Cow


„Das Ganze ist mehr als die Summe seiner Teile.“ (Aristoteles) – Die Kuh verliert über Nacht ihre Flecken und macht sich auf die Suche. Der sehr harmlos wirkende Film über verschwundene Kuhflecken ermöglicht einen Einstieg in die Fragen nach Ganzheit und Identität, oder auch Freundschaft.

Die Kuh ist müde und steht schwer in ihrem Stall: Muh! Vor dem Schlafen leckt sie sich über das Fell und kitzelt damit die beiden weissen Flecken, die vor Kichern kaum stillhalten können. Die Kuh zieht die Decke über sich und träumt davon, im Himmel schwerelos von Wolke zu Wolke zu hüpfen. Die beiden wolkenförmigen weissen Flecken auf ihrem Fell kichern vor Vergnügen. – Als die Kuh beim ersten Hahnenschrei erwacht und sich das Fell leckt, sind die Flecken verschwunden: Sie erschrickt und sucht überall. Schliesslich findet sie ihre Kuhflecken als zwei weisse Wolken im Himmel. Kichernd bleiben sie da oben und machen sich einen Spass aus der Kuh, die nun sehr traurig wird und in Tränen ausbricht. Am Ende sind aber alle wieder vereint und die Kuh wieder ganz.

Der Film ist gemacht für Kindergarten- und Grundschulkinder und funktioniert wohl vor allem dort. Die Bildsprache ist sehr ansprechend auch für ältere Zuschauerinnen und Zuschauer, aber die sehr kindliche Tonspur wirkt auf ältere Kinder schnell einmal als zu niedlich. Dennoch birgt die zunächst etwas unschuldig-harmlos daherkommende Geschichte einiges Potential.

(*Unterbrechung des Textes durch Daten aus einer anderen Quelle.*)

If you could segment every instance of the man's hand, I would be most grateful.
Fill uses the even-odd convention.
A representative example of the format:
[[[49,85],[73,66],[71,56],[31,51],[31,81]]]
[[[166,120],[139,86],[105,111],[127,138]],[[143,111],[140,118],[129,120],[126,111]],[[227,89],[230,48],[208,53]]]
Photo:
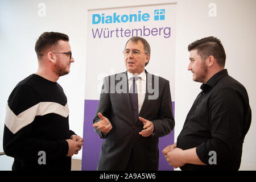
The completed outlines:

Überraschend ist gleich zu Beginn des Films, dass die Kuhflecken gewissermassen ein Eigenleben führen, und dies wird im Verlauf des Films für die Kuh krisenhaft erfahrbar. Dabei changiert der Film zwischen zwei Beurteilungen dieser Kuhflecken: Einerseits sind sie von der Kuh als Gegenüber erfahrbar, wie gute und enge Freunde. Andererseits gehören Kuhflecken doch zur Kuh selbst, und daher löst das Verschwinden der Flecken eine Identitätskrise bei der Kuh aus.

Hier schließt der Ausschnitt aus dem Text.